Cómo Podemos Bendecir a Otros Con Nuestras Palabras
Cómo Podemos Bendecir a Otros Con Nuestras Palabras

Las palabras tienen poder para bendecir o para dañar. Pero cómo podemos bendecir a otros por medio de la palabra. Lo veremos aquí.

Es muy cierto cuando se afirma que las palabras tienen poder ya sea para bendecir o también para dañar, y es por eso que debemos tener mucho cuidado al expresarnos.

Debemos siempre pensar antes de hablar porque la palabra pronunciada ya no se puede volver atrás, y por hablar impensadamente, muchas veces ofendemos sin siquiera darnos cuenta y aun muchas veces también lo hacemos sin querer.

Las palabras duras y ociosas pueden hacer mucho daño, y emitirlas descuidadamente es tan grave que por ellas tendremos que rendir cuentas a Dios el día del juicio (Mateo 12:36).

Pero también al hablar palabras necias, groseras, frívolas, obscenas o de doble sentido, deshonramos a Dios con ellas y minamos nuestra espiritualidad.

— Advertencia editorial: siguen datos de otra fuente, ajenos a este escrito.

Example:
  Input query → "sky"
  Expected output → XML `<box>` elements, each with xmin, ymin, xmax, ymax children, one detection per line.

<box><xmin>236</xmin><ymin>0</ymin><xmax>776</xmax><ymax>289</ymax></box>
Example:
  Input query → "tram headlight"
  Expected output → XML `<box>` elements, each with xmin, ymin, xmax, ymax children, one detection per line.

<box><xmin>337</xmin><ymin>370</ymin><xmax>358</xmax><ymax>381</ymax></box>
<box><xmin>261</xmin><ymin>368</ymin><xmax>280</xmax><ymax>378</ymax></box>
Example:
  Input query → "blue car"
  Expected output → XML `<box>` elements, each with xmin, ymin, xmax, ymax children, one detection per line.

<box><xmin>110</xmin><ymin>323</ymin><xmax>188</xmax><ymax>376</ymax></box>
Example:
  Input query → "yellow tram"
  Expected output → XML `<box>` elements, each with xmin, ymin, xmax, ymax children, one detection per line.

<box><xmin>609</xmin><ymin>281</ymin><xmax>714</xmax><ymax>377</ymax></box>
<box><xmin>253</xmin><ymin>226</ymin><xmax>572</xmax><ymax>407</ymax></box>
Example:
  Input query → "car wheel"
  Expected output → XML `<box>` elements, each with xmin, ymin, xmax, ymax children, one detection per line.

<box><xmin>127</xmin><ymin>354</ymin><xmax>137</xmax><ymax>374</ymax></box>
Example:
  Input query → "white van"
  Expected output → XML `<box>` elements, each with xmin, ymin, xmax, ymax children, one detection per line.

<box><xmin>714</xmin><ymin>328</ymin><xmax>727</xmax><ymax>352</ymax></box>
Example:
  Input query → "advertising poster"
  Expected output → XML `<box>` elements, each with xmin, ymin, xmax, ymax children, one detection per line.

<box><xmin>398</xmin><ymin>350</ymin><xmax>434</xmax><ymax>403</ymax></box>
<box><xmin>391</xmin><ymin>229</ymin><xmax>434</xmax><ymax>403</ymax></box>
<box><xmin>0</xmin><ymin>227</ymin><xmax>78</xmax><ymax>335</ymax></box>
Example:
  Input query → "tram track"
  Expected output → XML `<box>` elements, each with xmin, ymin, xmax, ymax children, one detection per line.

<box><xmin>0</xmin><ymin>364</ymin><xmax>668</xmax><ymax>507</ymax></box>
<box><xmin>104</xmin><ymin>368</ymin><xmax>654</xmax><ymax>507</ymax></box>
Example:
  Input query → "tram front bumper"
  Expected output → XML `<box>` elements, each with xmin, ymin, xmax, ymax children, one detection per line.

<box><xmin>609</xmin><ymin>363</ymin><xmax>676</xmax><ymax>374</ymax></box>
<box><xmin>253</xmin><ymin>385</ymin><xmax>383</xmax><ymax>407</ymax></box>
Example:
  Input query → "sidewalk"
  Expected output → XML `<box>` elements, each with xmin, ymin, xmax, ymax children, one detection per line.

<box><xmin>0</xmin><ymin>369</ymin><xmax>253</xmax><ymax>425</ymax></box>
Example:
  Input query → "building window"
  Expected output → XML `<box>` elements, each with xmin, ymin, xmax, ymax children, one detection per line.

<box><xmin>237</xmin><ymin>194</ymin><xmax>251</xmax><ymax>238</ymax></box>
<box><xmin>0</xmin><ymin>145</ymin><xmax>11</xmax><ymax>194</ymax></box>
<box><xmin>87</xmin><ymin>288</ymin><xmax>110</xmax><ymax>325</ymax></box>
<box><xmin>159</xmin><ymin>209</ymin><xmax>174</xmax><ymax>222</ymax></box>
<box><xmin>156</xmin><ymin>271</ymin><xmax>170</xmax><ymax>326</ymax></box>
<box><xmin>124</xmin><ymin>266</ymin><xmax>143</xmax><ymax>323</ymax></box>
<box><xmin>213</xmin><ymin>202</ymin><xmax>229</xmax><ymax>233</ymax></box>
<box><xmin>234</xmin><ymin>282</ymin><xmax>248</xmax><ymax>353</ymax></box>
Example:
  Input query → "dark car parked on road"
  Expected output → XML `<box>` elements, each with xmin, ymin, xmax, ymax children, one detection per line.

Por eso el apóstol nos exhorta diciendo: «Que ninguna palabra corrompida salga de vuestra boca», Efesios 4:29.

Cómo Podemos Bendecir a Otros Con Nuestras Palabras

Los verdaderos hijos de Dios debemos impartir la luz de Cristo por medio de nuestras palabras. Con nuestras palabras debemos transmitir luz en vez de oscuridad y armonía en vez de animosidad o disensión.

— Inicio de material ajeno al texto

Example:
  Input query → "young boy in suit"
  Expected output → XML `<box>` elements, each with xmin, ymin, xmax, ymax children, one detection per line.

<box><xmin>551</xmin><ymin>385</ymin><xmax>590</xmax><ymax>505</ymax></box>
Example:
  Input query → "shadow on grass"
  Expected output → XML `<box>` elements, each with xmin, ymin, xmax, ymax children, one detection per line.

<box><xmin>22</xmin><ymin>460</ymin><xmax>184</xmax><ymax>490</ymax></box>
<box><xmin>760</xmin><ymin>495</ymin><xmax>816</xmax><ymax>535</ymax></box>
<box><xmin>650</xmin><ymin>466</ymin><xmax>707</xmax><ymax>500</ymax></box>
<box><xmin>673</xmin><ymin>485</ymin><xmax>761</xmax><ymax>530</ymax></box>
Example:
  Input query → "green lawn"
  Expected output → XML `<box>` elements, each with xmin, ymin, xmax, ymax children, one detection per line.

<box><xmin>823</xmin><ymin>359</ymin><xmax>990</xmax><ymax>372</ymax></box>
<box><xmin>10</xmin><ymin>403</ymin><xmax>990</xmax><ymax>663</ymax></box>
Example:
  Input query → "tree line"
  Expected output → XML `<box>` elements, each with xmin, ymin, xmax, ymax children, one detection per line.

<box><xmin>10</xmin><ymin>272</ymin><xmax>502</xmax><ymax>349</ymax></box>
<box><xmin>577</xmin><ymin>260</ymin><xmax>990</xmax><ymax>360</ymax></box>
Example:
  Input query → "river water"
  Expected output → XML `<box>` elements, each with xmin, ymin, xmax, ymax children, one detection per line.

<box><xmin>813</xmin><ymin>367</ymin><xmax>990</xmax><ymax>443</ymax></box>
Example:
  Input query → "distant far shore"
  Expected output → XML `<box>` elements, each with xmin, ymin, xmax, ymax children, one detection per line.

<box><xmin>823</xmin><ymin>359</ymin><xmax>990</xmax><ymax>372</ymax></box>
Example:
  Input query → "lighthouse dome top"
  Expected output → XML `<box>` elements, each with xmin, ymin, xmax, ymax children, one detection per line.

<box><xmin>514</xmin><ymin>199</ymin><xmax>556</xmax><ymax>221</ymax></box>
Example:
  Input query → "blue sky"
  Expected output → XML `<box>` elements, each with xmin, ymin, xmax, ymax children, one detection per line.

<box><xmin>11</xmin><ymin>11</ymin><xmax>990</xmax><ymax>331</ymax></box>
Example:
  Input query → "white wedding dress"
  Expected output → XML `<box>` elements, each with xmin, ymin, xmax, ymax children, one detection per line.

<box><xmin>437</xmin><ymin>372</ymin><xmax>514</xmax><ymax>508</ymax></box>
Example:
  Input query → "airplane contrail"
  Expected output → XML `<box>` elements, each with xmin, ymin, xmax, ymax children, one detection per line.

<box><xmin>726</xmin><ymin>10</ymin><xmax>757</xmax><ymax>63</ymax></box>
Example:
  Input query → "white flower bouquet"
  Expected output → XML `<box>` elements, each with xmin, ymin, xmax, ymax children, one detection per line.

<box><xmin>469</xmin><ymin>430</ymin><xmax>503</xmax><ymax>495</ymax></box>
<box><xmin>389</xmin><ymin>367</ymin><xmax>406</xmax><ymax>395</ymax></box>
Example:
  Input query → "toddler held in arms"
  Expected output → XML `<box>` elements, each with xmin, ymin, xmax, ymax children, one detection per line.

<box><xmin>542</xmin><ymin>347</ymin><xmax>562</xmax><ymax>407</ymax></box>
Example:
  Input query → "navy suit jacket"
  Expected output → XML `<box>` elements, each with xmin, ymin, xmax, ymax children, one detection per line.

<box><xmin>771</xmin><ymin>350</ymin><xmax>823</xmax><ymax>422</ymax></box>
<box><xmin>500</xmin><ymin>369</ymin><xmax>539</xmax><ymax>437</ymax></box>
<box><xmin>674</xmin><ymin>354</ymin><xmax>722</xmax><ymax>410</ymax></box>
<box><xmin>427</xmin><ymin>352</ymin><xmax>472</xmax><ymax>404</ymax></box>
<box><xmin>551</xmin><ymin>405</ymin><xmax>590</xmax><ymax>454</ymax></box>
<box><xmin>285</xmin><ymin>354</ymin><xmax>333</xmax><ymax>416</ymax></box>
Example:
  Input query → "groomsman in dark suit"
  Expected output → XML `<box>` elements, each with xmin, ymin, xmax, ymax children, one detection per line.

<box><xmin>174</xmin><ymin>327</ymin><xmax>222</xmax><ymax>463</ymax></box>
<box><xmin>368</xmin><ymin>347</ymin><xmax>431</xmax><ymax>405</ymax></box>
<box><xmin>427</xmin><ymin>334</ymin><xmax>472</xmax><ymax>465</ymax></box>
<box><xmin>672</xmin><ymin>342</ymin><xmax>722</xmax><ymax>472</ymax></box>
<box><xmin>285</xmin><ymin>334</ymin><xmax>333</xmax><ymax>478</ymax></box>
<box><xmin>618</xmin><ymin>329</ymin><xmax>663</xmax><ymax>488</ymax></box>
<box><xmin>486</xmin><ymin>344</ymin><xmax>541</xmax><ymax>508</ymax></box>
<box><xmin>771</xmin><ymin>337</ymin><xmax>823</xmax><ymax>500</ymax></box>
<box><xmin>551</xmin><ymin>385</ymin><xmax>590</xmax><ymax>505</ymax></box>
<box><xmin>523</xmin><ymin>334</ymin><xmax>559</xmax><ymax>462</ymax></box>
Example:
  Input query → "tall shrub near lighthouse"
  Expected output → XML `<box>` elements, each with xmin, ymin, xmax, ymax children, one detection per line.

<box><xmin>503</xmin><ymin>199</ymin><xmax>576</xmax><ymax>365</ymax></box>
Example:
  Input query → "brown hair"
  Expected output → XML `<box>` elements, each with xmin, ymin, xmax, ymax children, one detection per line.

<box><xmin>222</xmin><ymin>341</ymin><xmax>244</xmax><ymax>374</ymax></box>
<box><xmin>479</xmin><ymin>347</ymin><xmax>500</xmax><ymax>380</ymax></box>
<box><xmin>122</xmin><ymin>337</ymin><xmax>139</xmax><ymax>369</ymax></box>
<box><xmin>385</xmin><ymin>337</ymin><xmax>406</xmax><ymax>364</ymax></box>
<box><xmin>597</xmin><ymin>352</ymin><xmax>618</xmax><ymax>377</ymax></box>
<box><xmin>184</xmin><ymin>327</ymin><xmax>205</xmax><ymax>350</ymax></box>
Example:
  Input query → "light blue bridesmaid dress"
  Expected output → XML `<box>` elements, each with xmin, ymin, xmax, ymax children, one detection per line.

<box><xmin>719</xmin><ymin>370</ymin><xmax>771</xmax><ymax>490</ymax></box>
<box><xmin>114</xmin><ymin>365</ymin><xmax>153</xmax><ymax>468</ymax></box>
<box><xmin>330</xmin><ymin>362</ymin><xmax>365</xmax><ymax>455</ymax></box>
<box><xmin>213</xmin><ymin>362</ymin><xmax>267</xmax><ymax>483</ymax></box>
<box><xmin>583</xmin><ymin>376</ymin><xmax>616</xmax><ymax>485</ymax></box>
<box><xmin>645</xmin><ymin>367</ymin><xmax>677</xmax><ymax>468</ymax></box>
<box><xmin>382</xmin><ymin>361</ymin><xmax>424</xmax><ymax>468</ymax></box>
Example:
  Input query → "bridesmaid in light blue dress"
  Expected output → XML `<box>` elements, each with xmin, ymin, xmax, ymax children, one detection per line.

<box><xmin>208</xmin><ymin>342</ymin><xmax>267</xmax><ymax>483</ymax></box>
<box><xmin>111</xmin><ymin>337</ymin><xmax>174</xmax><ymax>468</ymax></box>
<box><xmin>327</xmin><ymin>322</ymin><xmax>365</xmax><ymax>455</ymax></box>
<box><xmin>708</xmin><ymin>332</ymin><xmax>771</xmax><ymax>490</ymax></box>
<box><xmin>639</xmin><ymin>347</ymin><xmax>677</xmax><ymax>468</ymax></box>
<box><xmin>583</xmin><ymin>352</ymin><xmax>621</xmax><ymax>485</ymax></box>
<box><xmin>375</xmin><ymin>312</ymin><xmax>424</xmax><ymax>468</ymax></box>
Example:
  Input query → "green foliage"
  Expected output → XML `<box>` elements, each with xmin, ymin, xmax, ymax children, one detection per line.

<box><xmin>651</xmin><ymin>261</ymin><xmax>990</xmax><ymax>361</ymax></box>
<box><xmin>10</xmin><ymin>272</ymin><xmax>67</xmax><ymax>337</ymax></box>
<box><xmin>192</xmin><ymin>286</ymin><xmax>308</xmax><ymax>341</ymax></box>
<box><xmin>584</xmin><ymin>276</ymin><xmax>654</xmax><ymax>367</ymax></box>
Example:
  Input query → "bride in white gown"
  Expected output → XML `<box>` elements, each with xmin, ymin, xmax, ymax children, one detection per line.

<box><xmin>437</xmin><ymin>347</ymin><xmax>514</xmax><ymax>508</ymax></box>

Sin embargo, las palabras correctas y bien usadas pueden ejercer una poderosa influencia en el oyente, mas aun que el mejor sermón que se pueda predicar.

El carácter de una persona se puede apreciar fácilmente a través de sus conversaciones, porque lo que se dice refleja los pensamientos, los sentimientos y las creencias. Ya lo dijo el Señor en Lucas 6:45:

«El hombre bueno, del buen tesoro de su corazón saca lo que es bueno; y el hombre malo, del mal tesoro saca lo que es malo; porque de la abundancia del corazón habla su boca«.

Nuestro lenguaje debe reflejar el amor de Cristo y la sabiduría divina. Los hijos de Dios no podemos expresarnos del mismo modo en que la gente del mundo lo hace, porque con nuestras palabras debemos siempre agradar y honrar a Dios mientras bendecimos al prójimo.

Por eso dice en Colosenses 3:17: «Todo lo que hagáis, sea de palabra o de obra, hacedlo en el nombre del Señor Jesús, dando gracias a Dios Padre por medio de Él».

Los cristianos tenemos una seria responsabilidad al emitir palabras, pues ellas deben reflejar siempre el carácter de Cristo a quien representamos, y si usamos palabras inapropiadas estamos denigrando de Nuestro Salvador.

Cuando hablemos no pronunciemos palabras que no nos atreveríamos a pronunciar si tuviéramos a Jesús en frente. Sin embargo recordemos que Él sí está presente en todo lo que hacemos aunque no lo veamos.

Evitemos pronunciar palabras desalentadoras. Evitemos también la difamación y la crítica, porque son altamente abominables para Dios al punto de que Él las considera como atentar contra la vida de alguien. En Levítico 19:16 dice así: «No andarás chismeando entre tu pueblo. No atentarás contra la vida de tu prójimo».

Y evitemos también responder con agresividad cuando nos ofendan o maltraten de palabra. Es precisamente ahí donde podremos reflejar mejor el carácter de Cristo. El dijo: «Aprended de mi que soy manso y humilde de corazón», Mateo 11:29. Y qué mejor muestra de mansedumbre al no responder a nuestro ofensor con la misma moneda.

Si nuestra intención es bendecir a otros evitemos aun las palabras soeces y las conversaciones frívolas y vanas que en vez de bendecir, traen maldición tanto para quien habla como para quien escucha.

Seamos pues consecuentes con nuestra investidura de cristianos. Reflejemos a Cristo con cada uno de nuestros actos y conversaciones para que podamos glorificar a Dios, dando el mejor testimonio ante el mundo.